Unlike the sadistic killers Kinski played in Westerns like For a Few Dollars More and The Great Silence, Kinski’s character personifies the Zapata subgenre’s typical mistrust of revolutionary idealism. But unfortunately, as this is a cynical conversion narrative, Santo, a devout believer in class warfare (he rants about serving God by killing the rich), doesn’t receive the most screen time. Instead, the focus is on baby-faced American assassin Bill Tate (Lou Castel), who joins up with the outlaws and gets bandit king El Chuncho (Gian Maria Volonté) to unwittingly lead him to rebel leader General Elias (Jaime Fernandez).

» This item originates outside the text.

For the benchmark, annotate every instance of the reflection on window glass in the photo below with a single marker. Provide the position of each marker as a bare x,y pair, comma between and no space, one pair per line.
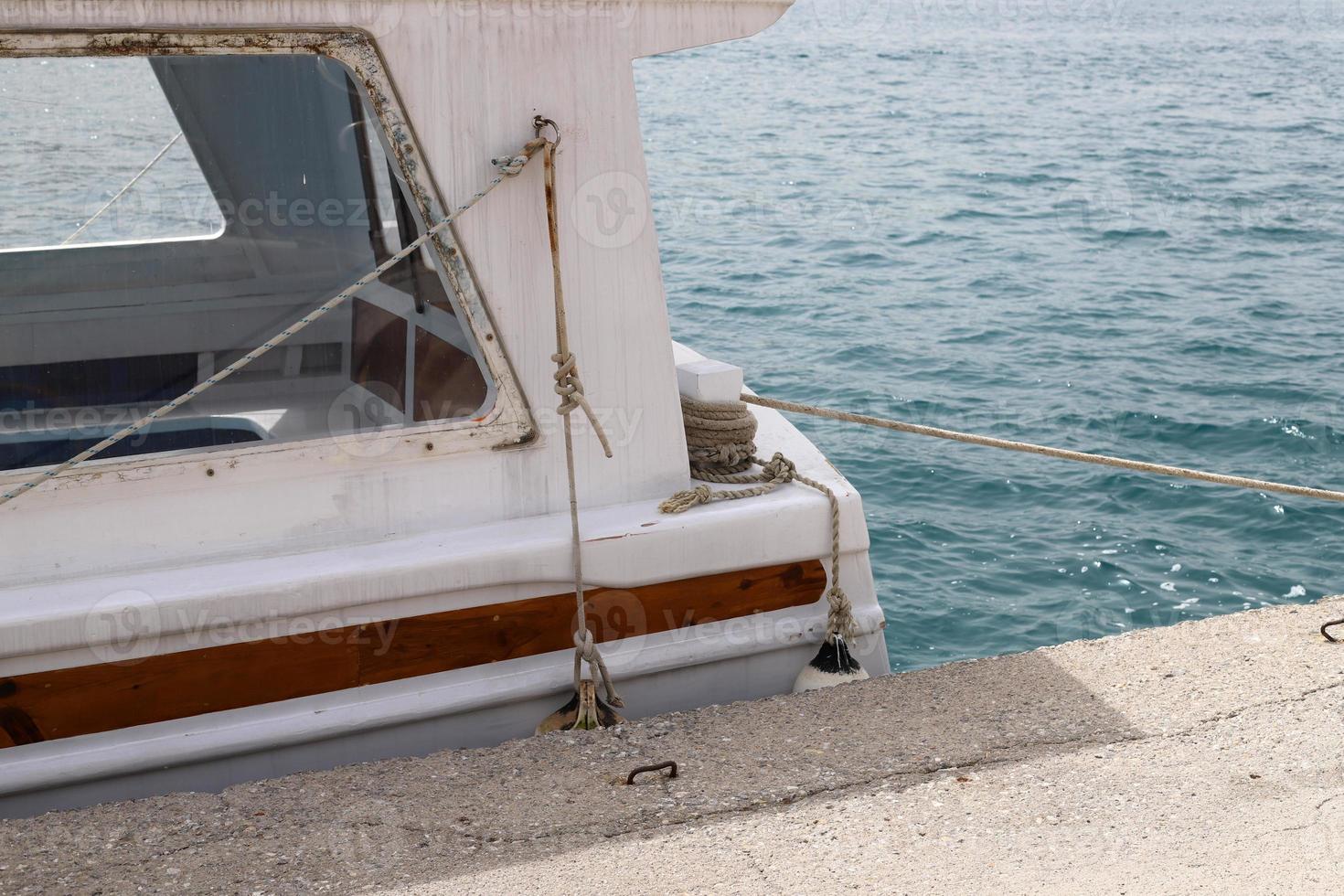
73,133
277,195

Testing dumb-but-loyal Chuncho’s faith in his fellow man, Tate reminds Chuncho that capitalism is essentially amoral whenever he insists that money is all you need. In fact, Tate’s so gold-obsessed that he rejects all other vices: “Doesn’t drink, doesn’t smoke, doesn’t want women,” says a bewildered Chuncho. Director Damiano Damiani (Amityville II: The Possession) and screenwriter Franco Solinas (co-writer of The Battle of Algiers) revel in Chuncho’s confusion, and make him the butt of their film’s best jokes, like when Chuncho defensively asks a young peer if he can really read and write.
But really, the best reason to see the movie is for Kinski, who delivers the film’s most arresting performance. Coasting on manic charm, Kinski steals every scene he’s in, especially the one in which he lobs several grenades while reciting the Lord’s Prayer. An inspired performer, Kinski made even the smallest role feel massive.